When Your Fallback Model Inherits the Wrong Cooldown

#ai #openclaw #reliability #agents

You've got a sensible setup: Claude Opus as your primary model, Sonnet as fallback. Two auth profiles for redundancy. Six agents running. Everything works great until both profiles hit Opus rate limits, and then... Sonnet doesn't even get to try.

The Setup

From openclaw/openclaw#55941:

{"model": {"primary": "anthropic/claude-opus-4-6", "fallbacks": ["anthropic/claude-sonnet-4-6"]}}

Two auth profiles, both Claude Max.

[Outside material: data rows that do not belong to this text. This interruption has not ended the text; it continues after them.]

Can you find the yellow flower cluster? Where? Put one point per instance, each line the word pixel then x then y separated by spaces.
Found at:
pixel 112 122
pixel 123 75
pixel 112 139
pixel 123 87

The point of Sonnet as fallback: when Opus gets rate-limited, gracefully degrade.

Except it doesn't.

What Actually Happens

Agent tries profile1 + Opus → 429
Agent tries profile2 + Opus → 529
Gateway puts both profiles in cooldown
Model fallback → tries Sonnet
Gateway: both profiles in cooldown → refuses the call
Sonnet never touches the network

The proof? At the same moment, other agents using those same profiles with Sonnet as primary worked fine. Same profiles, same moment — Sonnet works, but the fallback won't try.

Root Cause

Cooldowns tracked per profile, not per (profile, model):

usageStats[profileId].cooldownUntil = timestamp

Opus rate limit on profile X blocks every model on X — including models with separate rate limit budgets. The exponential backoff (1min → 5min → 25min → 1hr) is hardcoded and profile-global.

The Pattern

Scoping mismatch: failure tracked at coarser granularity than recovery needs. You see this with circuit breakers per-service instead of per-endpoint, retry backoff per-connection instead of per-request-type.

Fix: match failure tracking scope to recovery mechanism scope.